For the United States, the fundamental task right now in Afghanistan is not to try, perhaps vainly, to achieve a particular military or political outcome there. It instead is to find a way out of this counterinsurgency, which has become far more costly than anything it is achieving in the name of U.S. security, and which has become counterproductive in terms of the original stated purpose of protecting Americans from terrorism. The Obama administration needs to find a way to cut losses that is sufficiently palatable to be politically feasible.

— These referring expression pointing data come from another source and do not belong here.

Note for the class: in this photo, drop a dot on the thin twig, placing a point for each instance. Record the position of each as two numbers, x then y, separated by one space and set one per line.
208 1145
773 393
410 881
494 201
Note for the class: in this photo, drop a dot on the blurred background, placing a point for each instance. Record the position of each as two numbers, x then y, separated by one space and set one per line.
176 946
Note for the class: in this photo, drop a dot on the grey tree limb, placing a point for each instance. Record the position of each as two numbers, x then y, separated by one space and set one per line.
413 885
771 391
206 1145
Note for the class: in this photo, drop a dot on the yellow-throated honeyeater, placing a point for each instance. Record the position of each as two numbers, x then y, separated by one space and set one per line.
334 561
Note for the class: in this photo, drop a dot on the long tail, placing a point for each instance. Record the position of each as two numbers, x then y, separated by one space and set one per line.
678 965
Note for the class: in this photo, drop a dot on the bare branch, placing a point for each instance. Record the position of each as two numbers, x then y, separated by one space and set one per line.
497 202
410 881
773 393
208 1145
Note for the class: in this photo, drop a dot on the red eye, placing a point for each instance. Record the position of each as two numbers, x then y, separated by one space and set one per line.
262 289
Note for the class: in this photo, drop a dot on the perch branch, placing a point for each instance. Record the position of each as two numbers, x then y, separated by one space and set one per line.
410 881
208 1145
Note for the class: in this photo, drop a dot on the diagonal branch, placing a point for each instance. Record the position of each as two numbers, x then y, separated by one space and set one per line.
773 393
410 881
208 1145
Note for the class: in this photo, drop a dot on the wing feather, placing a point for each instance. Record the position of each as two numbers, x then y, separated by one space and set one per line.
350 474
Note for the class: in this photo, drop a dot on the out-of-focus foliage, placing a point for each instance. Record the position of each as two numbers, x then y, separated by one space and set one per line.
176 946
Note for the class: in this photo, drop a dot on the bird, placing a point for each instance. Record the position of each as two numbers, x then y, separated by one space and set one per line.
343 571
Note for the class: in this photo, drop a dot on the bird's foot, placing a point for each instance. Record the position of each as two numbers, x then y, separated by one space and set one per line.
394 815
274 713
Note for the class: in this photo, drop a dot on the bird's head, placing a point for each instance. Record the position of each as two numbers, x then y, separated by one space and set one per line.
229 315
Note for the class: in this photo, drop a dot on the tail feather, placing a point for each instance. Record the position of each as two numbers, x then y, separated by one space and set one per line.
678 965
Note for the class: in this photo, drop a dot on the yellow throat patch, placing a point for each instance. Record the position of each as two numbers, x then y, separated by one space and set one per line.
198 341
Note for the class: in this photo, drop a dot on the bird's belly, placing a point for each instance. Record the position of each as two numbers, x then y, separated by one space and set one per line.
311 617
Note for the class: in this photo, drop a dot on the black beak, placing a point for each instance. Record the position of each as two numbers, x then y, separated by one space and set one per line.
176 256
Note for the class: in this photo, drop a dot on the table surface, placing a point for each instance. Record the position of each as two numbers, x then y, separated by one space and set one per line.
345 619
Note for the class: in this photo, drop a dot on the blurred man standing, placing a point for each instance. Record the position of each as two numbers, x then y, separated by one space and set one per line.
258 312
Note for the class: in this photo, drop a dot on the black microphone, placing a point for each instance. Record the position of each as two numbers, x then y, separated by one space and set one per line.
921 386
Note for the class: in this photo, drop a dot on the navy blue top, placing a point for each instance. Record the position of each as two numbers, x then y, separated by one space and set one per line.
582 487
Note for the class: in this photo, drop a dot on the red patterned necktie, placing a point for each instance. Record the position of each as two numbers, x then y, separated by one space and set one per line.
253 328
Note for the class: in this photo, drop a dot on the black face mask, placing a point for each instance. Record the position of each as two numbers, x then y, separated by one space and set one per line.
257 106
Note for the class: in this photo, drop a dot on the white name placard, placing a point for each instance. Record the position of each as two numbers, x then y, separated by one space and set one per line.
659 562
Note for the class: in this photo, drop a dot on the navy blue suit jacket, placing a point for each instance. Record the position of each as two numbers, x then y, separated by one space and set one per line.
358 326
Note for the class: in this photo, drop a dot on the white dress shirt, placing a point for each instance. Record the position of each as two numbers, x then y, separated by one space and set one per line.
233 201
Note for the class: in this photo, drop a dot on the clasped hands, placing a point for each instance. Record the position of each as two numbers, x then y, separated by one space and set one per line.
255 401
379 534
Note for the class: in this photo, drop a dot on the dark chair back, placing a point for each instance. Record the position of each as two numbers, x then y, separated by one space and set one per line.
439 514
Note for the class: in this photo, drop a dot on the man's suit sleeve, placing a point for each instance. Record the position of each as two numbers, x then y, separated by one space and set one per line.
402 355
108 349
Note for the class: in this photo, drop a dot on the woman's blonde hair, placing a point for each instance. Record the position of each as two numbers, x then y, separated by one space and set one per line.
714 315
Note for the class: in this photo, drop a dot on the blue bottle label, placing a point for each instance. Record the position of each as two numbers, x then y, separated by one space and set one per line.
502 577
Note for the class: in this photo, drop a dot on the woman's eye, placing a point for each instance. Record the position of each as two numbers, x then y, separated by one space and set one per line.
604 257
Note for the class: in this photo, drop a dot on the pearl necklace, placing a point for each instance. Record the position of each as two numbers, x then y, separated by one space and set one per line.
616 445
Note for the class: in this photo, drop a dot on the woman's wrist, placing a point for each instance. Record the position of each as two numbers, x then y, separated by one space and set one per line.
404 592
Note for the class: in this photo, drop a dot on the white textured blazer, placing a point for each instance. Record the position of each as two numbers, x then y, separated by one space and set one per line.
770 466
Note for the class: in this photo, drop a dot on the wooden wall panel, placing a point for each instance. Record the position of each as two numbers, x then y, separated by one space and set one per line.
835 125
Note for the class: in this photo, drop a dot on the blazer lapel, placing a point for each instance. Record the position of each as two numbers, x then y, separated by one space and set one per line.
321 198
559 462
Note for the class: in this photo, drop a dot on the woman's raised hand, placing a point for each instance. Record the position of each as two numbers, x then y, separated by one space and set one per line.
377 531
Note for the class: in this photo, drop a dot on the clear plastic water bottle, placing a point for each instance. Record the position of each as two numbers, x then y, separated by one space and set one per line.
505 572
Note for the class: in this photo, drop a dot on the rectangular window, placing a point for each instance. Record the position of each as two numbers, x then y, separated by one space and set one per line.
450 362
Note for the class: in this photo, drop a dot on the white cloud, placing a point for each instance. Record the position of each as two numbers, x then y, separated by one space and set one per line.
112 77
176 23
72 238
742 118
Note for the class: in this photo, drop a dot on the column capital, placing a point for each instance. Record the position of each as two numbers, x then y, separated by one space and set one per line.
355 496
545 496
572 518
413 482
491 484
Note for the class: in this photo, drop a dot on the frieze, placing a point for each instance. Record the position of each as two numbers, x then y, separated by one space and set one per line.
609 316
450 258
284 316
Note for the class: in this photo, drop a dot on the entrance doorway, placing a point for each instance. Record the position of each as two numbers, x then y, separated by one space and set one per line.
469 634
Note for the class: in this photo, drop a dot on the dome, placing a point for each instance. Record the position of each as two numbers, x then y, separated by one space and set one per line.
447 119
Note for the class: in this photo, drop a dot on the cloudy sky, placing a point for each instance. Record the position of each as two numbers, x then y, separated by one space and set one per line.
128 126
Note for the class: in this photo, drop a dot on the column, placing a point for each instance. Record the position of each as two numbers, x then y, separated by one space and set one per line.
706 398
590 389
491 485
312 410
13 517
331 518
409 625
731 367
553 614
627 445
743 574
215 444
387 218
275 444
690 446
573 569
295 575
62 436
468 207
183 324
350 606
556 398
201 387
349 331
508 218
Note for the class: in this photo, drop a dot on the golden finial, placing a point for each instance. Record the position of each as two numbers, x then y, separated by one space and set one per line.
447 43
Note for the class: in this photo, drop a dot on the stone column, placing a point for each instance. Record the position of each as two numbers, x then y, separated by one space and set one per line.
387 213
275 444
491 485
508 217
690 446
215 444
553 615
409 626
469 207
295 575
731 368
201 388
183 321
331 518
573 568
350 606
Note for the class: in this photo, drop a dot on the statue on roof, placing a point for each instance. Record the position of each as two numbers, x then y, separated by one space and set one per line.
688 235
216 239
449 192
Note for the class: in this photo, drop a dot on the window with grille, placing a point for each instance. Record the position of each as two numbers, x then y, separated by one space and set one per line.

The groundwork already exists for using negotiation with the Taliban as a basis for doing that. Bargaining with Taliban leaders over integrating the movement into government represents a difference more of degree than of kind from the integration of individuals and small groups of Taliban that has been part of the counterinsurgency strategy all along. Our leaders have already acknowledged that any solution to the Afghan problem must be political and not just military. Most important, a date for the start of a U.S. withdrawal already has been set. That withdrawal can be made faster and shorter rather than longer and slower without making a specific concession or abandoning a commitment.
Moreover, one of the major rationales for continuing the military campaign has been the need to soften up the Taliban and thereby change their leaders' thinking about their ability to meet their goals. The move to the conference table can legitimately be portrayed as evidence that softening has occurred. It can be depicted as part of a favorable and honorable conclusion of a U.S. military expedition that is now entering its tenth year.
The "Mission Accomplished" banner should be kept in storage. But we may be a step closer to saying that American and allied troops have bravely performed their mission and have performed it long enough, and that the rest is up to the Afghans.